Killarney is a suburb of Johannesburg, South Africa. A relatively wealthy area, located west of the M1 freeway, Killarney is a densely built-up area, and it has numerous apartment blocks, as well as a large shopping mall, Killarney Mall.

Neighbouring suburbs include Houghton Estate, Riviera, and Parktown.

It is home to the first shopping mall in Johannesburg. It was formerly known as the Hollywood of Johannesburg, due it being the location of one of the first film studios in South Africa. Killarney currently is home to consulates, tall residential building (including some of Johannesburg's best examples of Art Deco architecture) and a golf course. There is a large Jewish and Muslim community in Killarney. Killarney is very cosmopolitan and also has a large gay community.

History 

In the early 1930s, the land in Killarney, an outlying northern suburb, belonged to I.W. Schlesinger’s African Realty Trust. ‘The Uncrowned King of Africa’ had bought the 43-hectare for £120,000. According to his plan, the majority of the sites were not to be built up. They were to remain a park area. Still, he demarcated a few areas for buildings.

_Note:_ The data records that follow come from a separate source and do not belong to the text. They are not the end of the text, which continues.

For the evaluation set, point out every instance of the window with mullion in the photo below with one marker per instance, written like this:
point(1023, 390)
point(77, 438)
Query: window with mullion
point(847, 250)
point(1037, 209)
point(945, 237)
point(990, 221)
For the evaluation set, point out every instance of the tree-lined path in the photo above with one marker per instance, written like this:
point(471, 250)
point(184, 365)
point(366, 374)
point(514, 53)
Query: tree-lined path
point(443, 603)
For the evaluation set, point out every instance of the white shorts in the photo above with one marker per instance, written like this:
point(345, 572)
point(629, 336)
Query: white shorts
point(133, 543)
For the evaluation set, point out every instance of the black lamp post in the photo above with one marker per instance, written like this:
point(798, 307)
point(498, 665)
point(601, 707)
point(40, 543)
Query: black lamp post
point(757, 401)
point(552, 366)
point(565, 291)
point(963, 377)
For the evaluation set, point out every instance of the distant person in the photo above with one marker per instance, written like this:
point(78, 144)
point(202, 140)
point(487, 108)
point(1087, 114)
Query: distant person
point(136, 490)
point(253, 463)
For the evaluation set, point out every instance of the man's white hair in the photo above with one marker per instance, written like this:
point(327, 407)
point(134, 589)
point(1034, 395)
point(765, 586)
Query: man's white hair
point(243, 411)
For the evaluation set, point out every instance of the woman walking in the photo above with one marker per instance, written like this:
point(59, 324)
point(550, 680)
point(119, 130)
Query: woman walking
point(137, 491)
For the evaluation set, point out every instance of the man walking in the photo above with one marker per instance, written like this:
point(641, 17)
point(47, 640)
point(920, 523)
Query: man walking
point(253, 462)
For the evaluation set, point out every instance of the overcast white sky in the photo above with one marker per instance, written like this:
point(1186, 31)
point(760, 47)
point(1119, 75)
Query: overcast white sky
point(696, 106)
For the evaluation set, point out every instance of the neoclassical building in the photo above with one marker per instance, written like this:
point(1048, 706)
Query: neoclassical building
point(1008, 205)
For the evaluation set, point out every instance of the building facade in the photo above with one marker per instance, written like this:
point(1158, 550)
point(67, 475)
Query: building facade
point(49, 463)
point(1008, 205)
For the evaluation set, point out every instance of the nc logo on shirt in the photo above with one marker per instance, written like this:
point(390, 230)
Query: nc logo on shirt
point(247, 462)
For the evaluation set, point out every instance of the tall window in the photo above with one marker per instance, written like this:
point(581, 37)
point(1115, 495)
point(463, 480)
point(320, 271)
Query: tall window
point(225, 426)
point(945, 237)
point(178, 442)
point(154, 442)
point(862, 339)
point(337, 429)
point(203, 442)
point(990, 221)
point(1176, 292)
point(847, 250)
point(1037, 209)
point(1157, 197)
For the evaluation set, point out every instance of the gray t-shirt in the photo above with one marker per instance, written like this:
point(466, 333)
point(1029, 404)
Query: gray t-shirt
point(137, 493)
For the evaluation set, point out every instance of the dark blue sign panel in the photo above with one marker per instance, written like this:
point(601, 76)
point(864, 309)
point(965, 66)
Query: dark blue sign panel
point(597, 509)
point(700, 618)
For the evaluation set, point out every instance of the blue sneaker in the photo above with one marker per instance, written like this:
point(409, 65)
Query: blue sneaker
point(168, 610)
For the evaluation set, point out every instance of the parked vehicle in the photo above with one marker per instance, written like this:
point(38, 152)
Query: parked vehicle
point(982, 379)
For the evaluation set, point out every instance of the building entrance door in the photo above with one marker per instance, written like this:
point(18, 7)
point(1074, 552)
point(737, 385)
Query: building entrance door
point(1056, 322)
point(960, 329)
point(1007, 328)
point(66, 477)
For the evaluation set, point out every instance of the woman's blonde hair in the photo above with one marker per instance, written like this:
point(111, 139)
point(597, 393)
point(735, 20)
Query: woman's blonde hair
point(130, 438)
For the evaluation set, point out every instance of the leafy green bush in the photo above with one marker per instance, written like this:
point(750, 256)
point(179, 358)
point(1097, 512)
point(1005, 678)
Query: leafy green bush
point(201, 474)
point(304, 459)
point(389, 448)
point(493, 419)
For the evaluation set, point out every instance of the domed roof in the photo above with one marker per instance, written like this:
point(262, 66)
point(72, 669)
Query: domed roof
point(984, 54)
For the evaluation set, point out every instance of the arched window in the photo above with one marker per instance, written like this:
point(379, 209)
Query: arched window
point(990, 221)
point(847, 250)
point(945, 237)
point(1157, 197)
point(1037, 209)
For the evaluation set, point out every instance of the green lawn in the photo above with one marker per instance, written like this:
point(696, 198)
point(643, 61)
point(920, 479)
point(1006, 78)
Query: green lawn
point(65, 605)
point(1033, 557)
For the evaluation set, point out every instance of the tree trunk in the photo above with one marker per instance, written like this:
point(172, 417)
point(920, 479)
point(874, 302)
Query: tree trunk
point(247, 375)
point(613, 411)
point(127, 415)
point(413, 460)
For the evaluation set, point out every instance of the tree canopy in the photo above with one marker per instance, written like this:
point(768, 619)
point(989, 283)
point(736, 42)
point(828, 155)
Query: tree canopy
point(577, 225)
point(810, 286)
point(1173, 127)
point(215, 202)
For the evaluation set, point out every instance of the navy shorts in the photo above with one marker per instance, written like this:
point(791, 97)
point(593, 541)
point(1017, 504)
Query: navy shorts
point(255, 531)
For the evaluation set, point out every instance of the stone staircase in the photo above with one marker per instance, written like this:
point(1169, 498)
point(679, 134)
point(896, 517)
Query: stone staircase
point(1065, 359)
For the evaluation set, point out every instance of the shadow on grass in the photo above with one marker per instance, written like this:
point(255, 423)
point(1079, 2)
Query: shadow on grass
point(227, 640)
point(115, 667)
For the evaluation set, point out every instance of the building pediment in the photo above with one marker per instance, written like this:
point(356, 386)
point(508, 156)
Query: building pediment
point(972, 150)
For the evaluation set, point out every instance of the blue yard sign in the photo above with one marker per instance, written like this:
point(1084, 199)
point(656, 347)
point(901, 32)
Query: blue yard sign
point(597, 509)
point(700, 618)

US-born Schlesinger wanted to transplant American ways to South African soil, and particularly to his domain, Killarney. On the grounds currently occupied by the mall, he built African Film Studios, Johannesburg’s answer to Hollywood. This man, one of the richest in the country, preferred to live in a flat, New York-style. This might explain his decision to sell sites in the suburb for development of modern apartment blocks.

Daventry Court was probably the first multi-storied block of flats erected in Killarney in the 1930s.

In its adverts, African Realty Trust used to describe Killarney as ‘a garden, an orchard, a vineyard, an orangery, a shrubbery, a pinery, a paradise, a picnic spot, a health resort, a township and a home’. Schlesinger, who lived in Whitehall Court, wanted to preserve this character of the suburb and was very particular about tidiness. If the construction workers accidentally spilt sand or some rubble over the sites’ boundaries, he immediately received a letter from Schlesinger’s office: ‘Please, keep Killarney clean!’

The area attracted many Jews. I W Schlesinger, the initial developer, was always open about his Jewish identity. He set up several facilities in Killarney that welcomed his co-religionists: the Transvaal Automobile Club or the Killarney Golf Course. There were quite a few Jewish tenants in Daventry Court from the very beginning.

By the 1960-70s, the status of Killarney had changed. It was no longer an area of choice for the forward-looking people. The average tenants were middle-aged or even elderly.

Fay Susser-Sher remarks in her thesis on Killarney: ‘Often after having brought up children on large plots in the very affluent suburb of Lower Houghton, the parents, after the children had left home, sold the houses and then moved into flats in Killarney.’

Many of them settled there for life. A very prominent section consisted of affluent Jews, members of the Oxford Shul congregation, attended by Black domestic servants who lived in the outbuildings next to the block.

According to the 1985 census about half of the suburb’s White population were older than sixty-five.

These days, Killarney is no longer the sparsely populated suburb it was at the inception of Daventry Court. There are almost sixty apartment blocks here, of which Whitehall Court and our building are the oldest.

Killarney has become more cosmopolitan. Though Pick ‘n Pay at the mall still has a large kosher department, the suburb has lost its predominantly Jewish character. Gone are the well-to-do ‘blue-rinsed grannies of Killarney’. Since the early 1990s, the area has attracted the new multiracial middle-class, younger upward-mobile people.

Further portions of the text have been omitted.